“How could you?!”
A pair of shorts floated to the floor as I tossed them.
“How could you run after last night?”
A pair of flip-flops bashed against the bathroom door.
“You son of a bitch!”
I threw a can of deodorant at the bed.
Needing to destroy something, to destroy him, I rummaged in the bottom of the case, looking for something heavy to throw.
I froze as my fingers latched around something metallic and round.
Pulling it free from boxer-briefs he didn’t need and a sun-faded T-shirt he’d left behind, I gasped as the compass his dead father gave him sat accusing in my palm.
A compass to show direction.
A compass with an inscription to follow Jacob’s true path.
Yet another casualty in Jacob’s disappearance.
A treasured belonging—now a left-behind relic.
A strange, frosty silence filled me, replacing my fragmented heart, transforming my affection with icy annihilation.
This compass meant so much to Jacob.
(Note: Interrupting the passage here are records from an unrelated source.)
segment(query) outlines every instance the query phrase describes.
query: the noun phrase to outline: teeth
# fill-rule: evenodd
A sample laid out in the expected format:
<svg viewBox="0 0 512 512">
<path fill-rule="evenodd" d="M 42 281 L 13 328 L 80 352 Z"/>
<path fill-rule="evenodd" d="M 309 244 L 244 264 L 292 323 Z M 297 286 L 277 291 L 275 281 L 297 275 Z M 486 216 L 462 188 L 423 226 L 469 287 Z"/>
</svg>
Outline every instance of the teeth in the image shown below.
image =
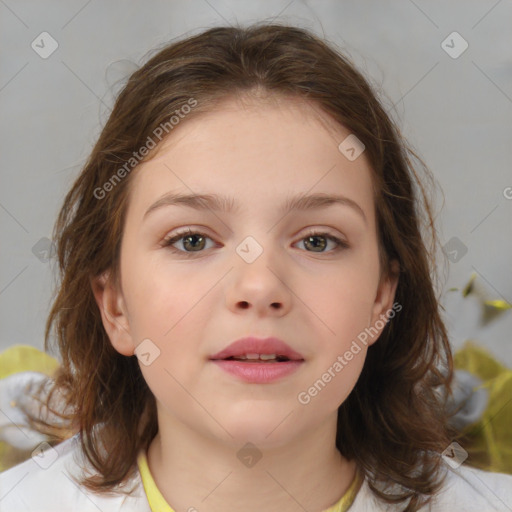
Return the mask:
<svg viewBox="0 0 512 512">
<path fill-rule="evenodd" d="M 272 359 L 277 359 L 276 354 L 246 354 L 245 356 L 237 356 L 235 359 L 242 360 L 257 360 L 261 359 L 262 361 L 270 361 Z"/>
</svg>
His father was the reason he wouldn’t love me.
If he could leave this behind? I didn’t stand a chance.
Nothing had been more final or so black and white.
A tear plopped off the tip of my nose as my fury receded into emptiness.
So be it.
No more.
I couldn’t keep doing this.
I was done.
Officially. Totally.
Done.
My phone rang, shattering my oppressive ending.
I had no energy. I wanted to stay slumped like a marionette with a compass for her only friend.
But the shrill cell phone demanded I pick up, forcing me from my knees to my feet and dragging me in a stupor to the bedside table.
I didn’t want to talk to anyone.
I wanted to throw the contraption out the window.
But as I glanced at the screen, obligation made me accept the call.
I owed this person an explanation.
I’d tried.
I’d done as she said.
I’d failed.
Holding it to my ear, I sighed and bit back my tears. “Cassie.”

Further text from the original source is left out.